A key D.C. Council member says his committee hasn’t received regulations governing a budget proposal by Mayor Adrian M. Fenty that would cut costs by allowing inmates to earn time off their sentences, even though his panel is expected to vote on the planin just eight days.

“I’m a strong believer in planning first and then acting on the basis of the plan,” said D.C. Council member Phil Mendelson, chairman of the Committee on Public Safety and the Judiciary. “It’s been a problem the council has had with the executive that they act first and plan afterwards.”

The city hopes to save $4.4 million in fiscal 2010 under Mr. Fenty’s plan, which could reduce the prison population by 2 percent from its current daily average of 3,000 inmates.

Current law permits sentenced inmates to earn up to five days off their terms each month by completing specified academic and vocational programs.

The new proposal would extend the program to pretrial inmates and allow them to earn time off simply by participating in the programs.

Officials said about 2,400 inmates would be eligible to receive good-time credits. If each eligible inmate earned an average of five days of good time, it would reduce the average inmate population by about 65 people.

At a budget oversight hearing before Mr. Mendelson’s committee last month, D.C. Department of Corrections Director Devon Brown said regulations for the proposal were still being developed, but that officials would provide preliminary language to Mr. Mendelson’s committee.

Mr. Mendelson, at-large Democrat, said he hasn’t received anything and plans to press officials this weekfor the regulations.

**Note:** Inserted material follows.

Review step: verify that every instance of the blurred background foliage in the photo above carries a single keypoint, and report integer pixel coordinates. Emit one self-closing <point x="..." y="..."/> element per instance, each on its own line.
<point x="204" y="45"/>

Fenty spokeswoman Leslie Kershaw said the Department of Corrections was still working on the regulations and pointed out that Mr. Mendelson’s committee had not given city officials a deadline.

Mr. Mendelson said he expects the regulations to include details about how inmates can qualify for the credits and what constitutes adequate participation for them to earn the credits.

His committee will consider the proposal - which he called “not a bad concept” - April 28. But he said right now, “It’s not a plan, it’s just an action.”

He referred to the mayor’s proposal as it stands as “let’s reduce the budget by ‘X’ amount and we’ll do that based on planning we’ll do later, i.e. these regs.”